Sue and Marv Gold Collection

  • Still from SUPER UP

Collection Items

Browse All Objects
Super Up (2019 Preservation Print)
Film
Super Up (2019 Preservation Print)
1966
To request more information about the items in this collection, please contact the archive at info@chicagofilmarchives.org.
Items with Viewable Media
Collection Identifier
C.2016-06
Extent of Collection
80 reels of 16mm film totaling approximately 36,500 feet; 1 reel of 8mm film totaling approximately 300 feet; 9 reels of 1/4" audiotape; 2 DVDs
Language Of Materials
English
Access Restrictions
This collection is open to on-site access. Appointments must be made with Chicago Film Archives. Due to the fragile nature of the films, only digital copies will be provided for on-site viewing.
Use Restrictions
Rights can be determined on a case-by-case basis.
Creators
Gold, Marv (was created by)
Born in 1929 and raised in Chicago, Marv Gold, like many in the depression era, moved around a lot and ended up going to different grammar schools and high schools each year. He spent his college years at Roosevelt College in Chicago and Wayne State in Detroit.   

Marv was a writer, cartoonist, script writer, designer, director, film and TV producer and creative director for a variety of ad agencies and film production companies (including Kling Film Productions, Dallas Jones Productions, Needham Harper and Steers, The Chicago Group, Campbell Mithun, Kaufman Lansky Baker, and his own company, Film Design).

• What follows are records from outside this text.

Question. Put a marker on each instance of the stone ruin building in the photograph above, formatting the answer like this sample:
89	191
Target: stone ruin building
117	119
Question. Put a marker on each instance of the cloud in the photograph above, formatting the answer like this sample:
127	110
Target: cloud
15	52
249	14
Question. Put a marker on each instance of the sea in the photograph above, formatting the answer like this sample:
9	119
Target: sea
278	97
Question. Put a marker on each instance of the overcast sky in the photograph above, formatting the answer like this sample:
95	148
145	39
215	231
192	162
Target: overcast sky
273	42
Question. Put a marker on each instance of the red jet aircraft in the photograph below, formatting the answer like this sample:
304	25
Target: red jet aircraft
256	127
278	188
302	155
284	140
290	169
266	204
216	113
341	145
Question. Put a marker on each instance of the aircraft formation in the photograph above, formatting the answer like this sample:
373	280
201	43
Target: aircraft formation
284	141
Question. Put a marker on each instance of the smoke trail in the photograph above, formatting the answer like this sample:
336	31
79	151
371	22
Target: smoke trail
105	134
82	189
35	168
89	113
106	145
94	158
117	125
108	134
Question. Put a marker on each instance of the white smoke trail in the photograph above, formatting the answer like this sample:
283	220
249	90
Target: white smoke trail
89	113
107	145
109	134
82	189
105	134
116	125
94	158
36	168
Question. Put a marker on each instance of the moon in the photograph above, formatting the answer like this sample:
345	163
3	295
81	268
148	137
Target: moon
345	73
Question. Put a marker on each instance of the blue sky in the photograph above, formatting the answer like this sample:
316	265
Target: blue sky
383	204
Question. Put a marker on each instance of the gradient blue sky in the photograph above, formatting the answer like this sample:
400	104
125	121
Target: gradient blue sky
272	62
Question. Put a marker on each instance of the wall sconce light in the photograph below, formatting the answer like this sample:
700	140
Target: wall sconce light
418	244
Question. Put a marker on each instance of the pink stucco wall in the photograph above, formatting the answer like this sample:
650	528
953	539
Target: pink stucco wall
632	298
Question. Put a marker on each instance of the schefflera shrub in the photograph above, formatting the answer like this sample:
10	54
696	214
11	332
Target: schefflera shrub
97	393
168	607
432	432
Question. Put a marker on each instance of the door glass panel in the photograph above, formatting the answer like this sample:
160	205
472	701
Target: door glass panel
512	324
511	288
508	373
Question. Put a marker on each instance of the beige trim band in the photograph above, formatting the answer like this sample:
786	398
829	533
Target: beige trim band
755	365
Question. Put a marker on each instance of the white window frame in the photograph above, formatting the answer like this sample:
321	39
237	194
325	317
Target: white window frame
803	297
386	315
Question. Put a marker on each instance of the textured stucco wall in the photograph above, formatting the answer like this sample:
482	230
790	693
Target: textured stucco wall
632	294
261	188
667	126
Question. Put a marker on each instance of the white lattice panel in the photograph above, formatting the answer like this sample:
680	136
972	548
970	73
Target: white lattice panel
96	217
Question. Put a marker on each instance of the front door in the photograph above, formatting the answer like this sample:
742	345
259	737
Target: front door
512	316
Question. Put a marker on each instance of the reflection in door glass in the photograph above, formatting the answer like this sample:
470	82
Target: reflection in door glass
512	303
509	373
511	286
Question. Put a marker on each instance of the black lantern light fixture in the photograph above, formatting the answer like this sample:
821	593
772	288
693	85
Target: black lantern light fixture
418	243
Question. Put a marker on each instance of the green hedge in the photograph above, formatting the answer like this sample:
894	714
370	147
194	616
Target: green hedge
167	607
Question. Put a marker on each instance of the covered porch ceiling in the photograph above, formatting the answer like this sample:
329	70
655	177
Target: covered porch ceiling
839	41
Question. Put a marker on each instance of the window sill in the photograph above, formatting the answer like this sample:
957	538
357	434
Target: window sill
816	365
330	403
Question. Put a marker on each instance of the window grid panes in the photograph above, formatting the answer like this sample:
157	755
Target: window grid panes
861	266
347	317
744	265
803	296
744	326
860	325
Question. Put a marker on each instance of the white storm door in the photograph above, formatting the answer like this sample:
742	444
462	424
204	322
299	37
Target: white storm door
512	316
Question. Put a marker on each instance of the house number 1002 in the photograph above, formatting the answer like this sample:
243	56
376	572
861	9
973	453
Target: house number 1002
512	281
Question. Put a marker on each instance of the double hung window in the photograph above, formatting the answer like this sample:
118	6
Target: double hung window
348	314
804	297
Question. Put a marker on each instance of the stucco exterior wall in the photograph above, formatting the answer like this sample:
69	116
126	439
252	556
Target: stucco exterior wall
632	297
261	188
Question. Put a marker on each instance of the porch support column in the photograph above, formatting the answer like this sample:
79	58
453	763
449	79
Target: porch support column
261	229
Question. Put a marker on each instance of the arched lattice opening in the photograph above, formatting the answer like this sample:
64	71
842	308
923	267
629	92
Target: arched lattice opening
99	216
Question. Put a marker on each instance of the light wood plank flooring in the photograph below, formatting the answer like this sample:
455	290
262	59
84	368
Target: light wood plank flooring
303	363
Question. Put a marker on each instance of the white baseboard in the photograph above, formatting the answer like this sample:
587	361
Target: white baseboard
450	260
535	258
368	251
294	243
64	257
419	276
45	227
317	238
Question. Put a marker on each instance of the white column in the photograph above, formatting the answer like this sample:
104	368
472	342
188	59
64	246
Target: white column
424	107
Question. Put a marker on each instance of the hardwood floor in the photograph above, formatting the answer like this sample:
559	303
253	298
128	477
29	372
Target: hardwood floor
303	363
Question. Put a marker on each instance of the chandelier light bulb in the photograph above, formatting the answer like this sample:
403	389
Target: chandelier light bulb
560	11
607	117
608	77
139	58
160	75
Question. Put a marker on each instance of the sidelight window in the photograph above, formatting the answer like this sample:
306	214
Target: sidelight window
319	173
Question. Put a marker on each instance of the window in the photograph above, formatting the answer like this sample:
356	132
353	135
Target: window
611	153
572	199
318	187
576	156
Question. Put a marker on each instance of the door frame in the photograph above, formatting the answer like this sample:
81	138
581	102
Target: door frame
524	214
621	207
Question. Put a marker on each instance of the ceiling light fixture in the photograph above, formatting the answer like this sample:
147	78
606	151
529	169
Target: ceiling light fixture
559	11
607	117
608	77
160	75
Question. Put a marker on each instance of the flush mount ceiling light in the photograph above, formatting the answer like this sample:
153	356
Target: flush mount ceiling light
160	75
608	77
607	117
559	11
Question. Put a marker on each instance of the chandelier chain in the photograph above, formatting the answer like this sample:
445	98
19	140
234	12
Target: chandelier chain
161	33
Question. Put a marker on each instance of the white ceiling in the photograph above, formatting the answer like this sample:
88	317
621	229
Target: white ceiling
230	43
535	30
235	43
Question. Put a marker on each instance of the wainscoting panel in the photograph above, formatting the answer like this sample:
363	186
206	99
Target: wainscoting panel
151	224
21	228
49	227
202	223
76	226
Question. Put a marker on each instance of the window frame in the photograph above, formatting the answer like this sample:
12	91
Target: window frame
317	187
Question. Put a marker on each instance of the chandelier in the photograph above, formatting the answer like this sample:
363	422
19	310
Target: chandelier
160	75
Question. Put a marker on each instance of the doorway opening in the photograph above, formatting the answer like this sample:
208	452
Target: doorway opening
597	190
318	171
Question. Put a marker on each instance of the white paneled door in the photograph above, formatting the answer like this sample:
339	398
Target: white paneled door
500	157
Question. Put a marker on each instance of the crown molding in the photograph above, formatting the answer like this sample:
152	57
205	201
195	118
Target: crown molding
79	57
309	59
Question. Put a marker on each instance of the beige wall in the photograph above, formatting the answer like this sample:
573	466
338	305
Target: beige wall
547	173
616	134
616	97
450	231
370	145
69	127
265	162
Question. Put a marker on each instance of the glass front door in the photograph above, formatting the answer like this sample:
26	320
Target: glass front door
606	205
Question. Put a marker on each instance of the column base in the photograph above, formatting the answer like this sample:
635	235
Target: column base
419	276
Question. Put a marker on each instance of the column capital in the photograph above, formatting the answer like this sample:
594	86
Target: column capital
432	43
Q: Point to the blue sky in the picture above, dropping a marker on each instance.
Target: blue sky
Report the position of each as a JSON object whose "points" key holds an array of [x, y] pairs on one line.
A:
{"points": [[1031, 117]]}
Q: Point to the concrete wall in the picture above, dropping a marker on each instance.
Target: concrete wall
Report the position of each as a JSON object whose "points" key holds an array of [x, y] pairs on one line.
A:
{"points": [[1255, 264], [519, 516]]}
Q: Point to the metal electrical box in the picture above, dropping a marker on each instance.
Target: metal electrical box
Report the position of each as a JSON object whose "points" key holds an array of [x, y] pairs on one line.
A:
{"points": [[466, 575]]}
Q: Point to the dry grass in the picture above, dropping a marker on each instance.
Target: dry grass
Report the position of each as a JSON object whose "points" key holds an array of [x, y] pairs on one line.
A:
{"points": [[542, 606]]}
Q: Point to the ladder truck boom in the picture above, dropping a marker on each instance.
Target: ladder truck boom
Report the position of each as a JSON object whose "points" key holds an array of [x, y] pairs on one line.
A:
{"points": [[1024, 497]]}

He directed educational films, documentaries (for Coronet Films), TV variety shows, independent films, and during his time working in agencies, he produced and directed many films and TV shows for his clients (including Through a Glass Darkly, Shipment, Galena Territory, The Real Old West, Faces in the Window, Studs’ Place, Garroway at Large). At the same time, he became interested in independent films, and co-produced/directed: Super-Up (dir. Kenji Kanesaka), 69CR180 (ACLU award) and Nightsong (dir. Don Klugman; Cannes Film Festival award). Marv was a member of the Center Cinema Co-op. His films were also distributed by Brandon/Macmillan Films.

Marv was also a teacher of film production at Columbia College in Chicago. Upon retiring Marv returned to his love of cartooning and took up writing books. He wrote 10 in all, including Silverstein & Me (a memoir of growing up in Chicago with Shel Silverstein), The Story Teller and Whirlwind (both novels based on Hollywood characters).

Marv lived to be 87 and was productive his whole life. He died at home in San Diego in 2016.
Gold, Sue Zinngrabe (was created by)
Born and raised on Chicago’s South Side, Sue had an interest in art from an early age. After high school she attended and graduated from the School of the Art Institute of Chicago, where she majored in painting, drawing and printmaking. She also learned to make independent films from Gregory Markopolus, a New York filmmaker who taught at the school. She showed her artwork in a number of galleries in the Chicago area.

In the early 1970s she joined the Center Cinema Co-op, where her films (Tursiops and Response) were distributed. She was active in the group and helped to produce the Center Cinema Co-op catalog.

After marriage to Marv Gold, moving to San Diego, having two children, and adopting four cats, she took up watercolor painting, joined the San Diego Watercolor Society and the San Diego Art Institute. Currently she is treasurer for the Artists Guild of the San Diego Museum of Art and continues to show her paintings and woodcuts in San Diego.